First, you don’t know what device you are on in the Cisco exam. It’s just a simulator and testing your knowledge of the command line, not the specific hardware. I recently had a module failure in a Cisco 4500 chassis, and part of the troubleshooting reminded me of doing a Cisco exam.
Let me explain.
The year was 2020, the month was January and work had just started back for the year. I had logged in, checking emails and the incident queue when I get a message appear on my google chat window. In the real world, people don’t log tickets they just remember you helped them long ago and reach out directly. It doesn’t matter how many times you say Service Desk they just come straight to you. I won’t say no or ‘ log a ticket’ because someone is in need and this person was in the IT department, so if you do him or her a favour then you will get one back. That is the way it should work.

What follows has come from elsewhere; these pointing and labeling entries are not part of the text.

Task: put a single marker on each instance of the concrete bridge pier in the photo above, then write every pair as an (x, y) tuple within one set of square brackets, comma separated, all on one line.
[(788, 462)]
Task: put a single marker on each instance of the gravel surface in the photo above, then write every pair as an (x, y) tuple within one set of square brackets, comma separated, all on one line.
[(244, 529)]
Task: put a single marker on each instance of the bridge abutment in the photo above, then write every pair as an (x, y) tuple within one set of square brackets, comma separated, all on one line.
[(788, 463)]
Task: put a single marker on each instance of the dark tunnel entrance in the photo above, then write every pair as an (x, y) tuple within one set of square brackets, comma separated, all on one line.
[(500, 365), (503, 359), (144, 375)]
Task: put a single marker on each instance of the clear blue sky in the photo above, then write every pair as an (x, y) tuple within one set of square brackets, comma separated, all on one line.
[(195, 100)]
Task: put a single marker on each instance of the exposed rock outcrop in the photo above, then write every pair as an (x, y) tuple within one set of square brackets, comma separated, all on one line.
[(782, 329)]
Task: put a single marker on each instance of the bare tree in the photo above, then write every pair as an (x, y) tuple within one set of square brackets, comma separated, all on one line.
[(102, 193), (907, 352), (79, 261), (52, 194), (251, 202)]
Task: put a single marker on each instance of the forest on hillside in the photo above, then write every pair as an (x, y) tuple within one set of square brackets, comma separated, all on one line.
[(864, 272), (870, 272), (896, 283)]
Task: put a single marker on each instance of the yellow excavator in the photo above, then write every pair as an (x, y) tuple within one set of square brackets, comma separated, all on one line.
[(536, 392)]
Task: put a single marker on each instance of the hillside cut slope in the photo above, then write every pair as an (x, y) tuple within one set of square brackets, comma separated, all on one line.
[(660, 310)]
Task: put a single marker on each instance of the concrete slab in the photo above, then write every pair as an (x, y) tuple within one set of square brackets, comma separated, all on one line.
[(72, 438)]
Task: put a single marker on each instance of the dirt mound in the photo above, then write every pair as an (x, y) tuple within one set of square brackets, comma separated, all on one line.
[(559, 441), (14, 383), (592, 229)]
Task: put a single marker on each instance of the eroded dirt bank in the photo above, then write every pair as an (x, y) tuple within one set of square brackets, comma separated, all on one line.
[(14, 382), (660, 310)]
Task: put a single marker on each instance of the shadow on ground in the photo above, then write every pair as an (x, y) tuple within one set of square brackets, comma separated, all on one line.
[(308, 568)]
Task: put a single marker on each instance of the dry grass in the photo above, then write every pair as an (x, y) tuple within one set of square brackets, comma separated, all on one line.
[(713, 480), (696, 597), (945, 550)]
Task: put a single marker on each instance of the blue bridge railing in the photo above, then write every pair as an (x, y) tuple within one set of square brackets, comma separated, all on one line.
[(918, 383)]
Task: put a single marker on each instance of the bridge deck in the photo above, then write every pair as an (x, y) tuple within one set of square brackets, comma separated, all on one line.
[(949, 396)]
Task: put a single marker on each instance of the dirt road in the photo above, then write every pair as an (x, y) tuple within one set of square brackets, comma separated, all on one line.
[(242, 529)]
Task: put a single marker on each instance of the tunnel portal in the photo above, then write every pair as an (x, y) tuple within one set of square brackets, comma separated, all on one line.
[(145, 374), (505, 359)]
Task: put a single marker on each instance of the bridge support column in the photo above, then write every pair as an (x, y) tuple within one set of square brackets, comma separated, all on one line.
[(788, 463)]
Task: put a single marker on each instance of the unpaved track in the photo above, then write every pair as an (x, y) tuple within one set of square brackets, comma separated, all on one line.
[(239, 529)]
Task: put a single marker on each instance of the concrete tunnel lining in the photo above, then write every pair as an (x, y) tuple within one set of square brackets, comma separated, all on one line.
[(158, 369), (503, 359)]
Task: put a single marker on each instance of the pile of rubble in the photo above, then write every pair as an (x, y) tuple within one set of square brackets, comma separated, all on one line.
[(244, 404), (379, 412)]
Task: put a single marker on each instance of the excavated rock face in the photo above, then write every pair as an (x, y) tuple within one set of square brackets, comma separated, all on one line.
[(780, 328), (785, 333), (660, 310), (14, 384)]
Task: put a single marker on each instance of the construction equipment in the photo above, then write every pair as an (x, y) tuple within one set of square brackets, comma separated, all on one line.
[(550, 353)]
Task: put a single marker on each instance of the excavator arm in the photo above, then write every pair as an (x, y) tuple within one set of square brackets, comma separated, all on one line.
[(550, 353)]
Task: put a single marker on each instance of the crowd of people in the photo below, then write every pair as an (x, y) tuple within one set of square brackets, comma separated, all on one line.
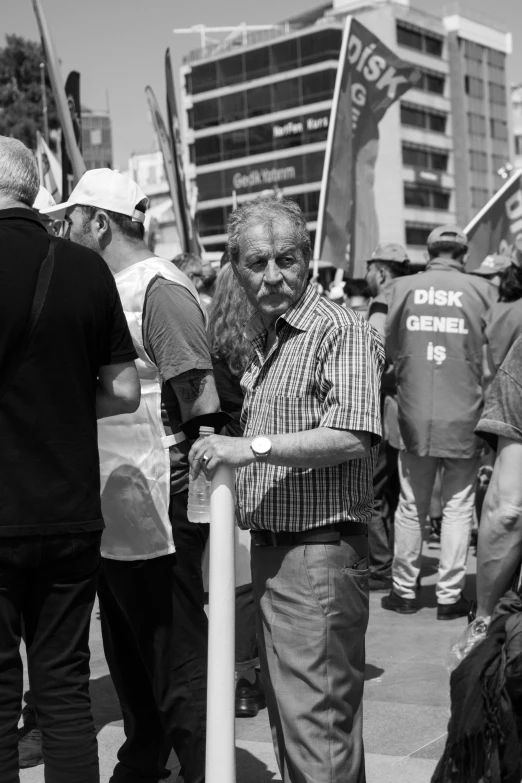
[(348, 415)]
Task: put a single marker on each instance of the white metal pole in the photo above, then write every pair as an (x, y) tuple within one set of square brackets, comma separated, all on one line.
[(329, 146), (221, 759)]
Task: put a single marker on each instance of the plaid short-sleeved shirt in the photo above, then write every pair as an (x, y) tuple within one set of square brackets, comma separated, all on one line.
[(323, 371)]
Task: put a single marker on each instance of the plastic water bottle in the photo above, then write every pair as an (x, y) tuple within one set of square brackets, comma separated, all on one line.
[(198, 509)]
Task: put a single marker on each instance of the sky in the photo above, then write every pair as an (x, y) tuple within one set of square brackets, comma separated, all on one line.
[(118, 46)]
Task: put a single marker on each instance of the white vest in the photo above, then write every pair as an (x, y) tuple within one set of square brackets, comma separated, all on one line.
[(134, 450)]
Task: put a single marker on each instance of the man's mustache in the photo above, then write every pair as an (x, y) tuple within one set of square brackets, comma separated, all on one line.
[(279, 290)]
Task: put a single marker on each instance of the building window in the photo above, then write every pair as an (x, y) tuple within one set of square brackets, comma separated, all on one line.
[(206, 114), (211, 221), (497, 94), (413, 38), (204, 77), (476, 124), (318, 86), (498, 129), (496, 59), (423, 118), (473, 51), (231, 70), (265, 61), (474, 87), (479, 197), (315, 48), (498, 162), (257, 63), (434, 84), (478, 161), (417, 235), (208, 150), (424, 158), (284, 56), (426, 198)]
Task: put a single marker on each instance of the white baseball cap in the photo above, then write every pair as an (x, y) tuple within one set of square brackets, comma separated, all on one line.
[(105, 189), (43, 200)]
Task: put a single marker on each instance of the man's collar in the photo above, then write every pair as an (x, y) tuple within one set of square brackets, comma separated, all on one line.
[(299, 315), (25, 213), (444, 263)]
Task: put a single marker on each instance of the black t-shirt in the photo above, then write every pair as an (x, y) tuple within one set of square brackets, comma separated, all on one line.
[(230, 395), (175, 338), (49, 464)]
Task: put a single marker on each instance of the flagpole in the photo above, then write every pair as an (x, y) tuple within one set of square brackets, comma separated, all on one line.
[(62, 106), (329, 146), (220, 754), (44, 104)]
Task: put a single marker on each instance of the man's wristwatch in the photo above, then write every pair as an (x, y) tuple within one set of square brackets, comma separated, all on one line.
[(261, 446)]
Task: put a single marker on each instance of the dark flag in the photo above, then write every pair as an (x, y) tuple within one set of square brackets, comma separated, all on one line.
[(72, 91), (53, 69), (187, 232), (370, 78), (498, 226)]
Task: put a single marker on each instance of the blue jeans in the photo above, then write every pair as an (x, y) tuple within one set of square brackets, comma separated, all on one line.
[(49, 582), (312, 613)]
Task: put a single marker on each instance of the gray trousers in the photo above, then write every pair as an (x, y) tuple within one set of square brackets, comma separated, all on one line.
[(311, 614)]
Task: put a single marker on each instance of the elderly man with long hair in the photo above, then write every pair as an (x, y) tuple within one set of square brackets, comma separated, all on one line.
[(304, 489)]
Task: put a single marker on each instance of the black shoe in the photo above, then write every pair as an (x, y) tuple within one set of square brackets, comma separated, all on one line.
[(451, 611), (29, 748), (395, 603), (435, 528), (376, 583), (250, 698)]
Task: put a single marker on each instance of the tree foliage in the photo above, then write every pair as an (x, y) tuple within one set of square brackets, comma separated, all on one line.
[(21, 112)]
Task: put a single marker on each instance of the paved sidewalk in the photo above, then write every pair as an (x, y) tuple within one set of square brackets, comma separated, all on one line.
[(406, 698)]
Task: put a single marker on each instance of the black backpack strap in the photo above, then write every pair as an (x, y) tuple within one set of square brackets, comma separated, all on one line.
[(40, 295)]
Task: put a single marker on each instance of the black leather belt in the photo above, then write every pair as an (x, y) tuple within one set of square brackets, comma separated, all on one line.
[(327, 534)]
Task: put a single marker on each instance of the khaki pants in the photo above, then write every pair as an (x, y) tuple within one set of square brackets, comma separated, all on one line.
[(417, 475), (312, 613)]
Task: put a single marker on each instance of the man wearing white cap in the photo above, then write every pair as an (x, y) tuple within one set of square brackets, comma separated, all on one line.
[(153, 621), (66, 359)]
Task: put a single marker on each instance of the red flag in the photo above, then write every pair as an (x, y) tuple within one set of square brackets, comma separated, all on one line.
[(370, 78), (498, 225), (62, 107), (189, 240)]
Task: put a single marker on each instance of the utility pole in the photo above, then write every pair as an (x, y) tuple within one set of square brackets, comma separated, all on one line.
[(44, 103)]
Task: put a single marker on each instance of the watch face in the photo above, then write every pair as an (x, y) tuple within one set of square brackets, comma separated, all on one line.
[(261, 445)]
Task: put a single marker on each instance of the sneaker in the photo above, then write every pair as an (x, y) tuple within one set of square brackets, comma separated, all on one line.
[(460, 608), (29, 748), (435, 527), (250, 698), (394, 603), (384, 584)]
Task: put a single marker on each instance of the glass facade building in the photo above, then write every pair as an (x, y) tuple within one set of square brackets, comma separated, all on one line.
[(257, 111)]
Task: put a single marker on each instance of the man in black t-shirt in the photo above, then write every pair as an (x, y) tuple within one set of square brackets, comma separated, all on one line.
[(77, 365), (151, 598)]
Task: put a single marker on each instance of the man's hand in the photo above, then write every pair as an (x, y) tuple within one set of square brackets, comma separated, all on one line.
[(209, 453)]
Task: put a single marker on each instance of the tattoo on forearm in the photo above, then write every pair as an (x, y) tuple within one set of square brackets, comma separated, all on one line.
[(190, 385)]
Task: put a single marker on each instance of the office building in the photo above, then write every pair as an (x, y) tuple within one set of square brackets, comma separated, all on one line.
[(96, 139), (516, 102), (256, 109)]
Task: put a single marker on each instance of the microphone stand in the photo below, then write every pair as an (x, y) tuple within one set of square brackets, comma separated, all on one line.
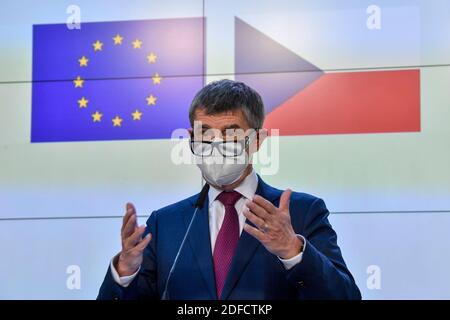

The messages said wireless connectivity was impacted and some desk ports were not working. We also got some messages from our monitoring that some ports had gone offline.
I still had connectivity to the site and after logging in I found the following in the logs –
Feb 3 09:31:06 AEST: %C4K_HWPORTMAN-3-SUPERPORTMACLINKDOWN: Superport Mac link down on Superport 20 on slot 7.
Feb 3 09:31:06 AEST: %C4K_HWPORTMAN-3-SUPERPORTMACLINKDOWN: Superport Mac link down on Superport 21 on slot 7.
Feb 3 09:31:06 AEST: %C4K_HWPORTMAN-3-SUPERPORTMACLINKDOWN: Superport Mac link down on Superport 32 on slot 7.
Feb 3 09:31:06 AEST: %C4K_HWPORTMAN-3-SUPERPORTMACLINKDOWN: Superport Mac link down on Superport 33 on slot 7.
I took a ‘show tech’ and then I power cycled the module, which you can do on a 4500 chassis.
The module came back up and connectivity was restored, for about 12 hours. I was on call that night and got a message about midnight that ports had failed again. I reset the module and then went back to sleep.
By this time, I had logged a case to Cisco to check for bugs. That morning it happened again, although this time when I reset the module it never came back.
So far, this is all real world. TAC case logged, new module now shipped and then we do a swap out (under change control of course).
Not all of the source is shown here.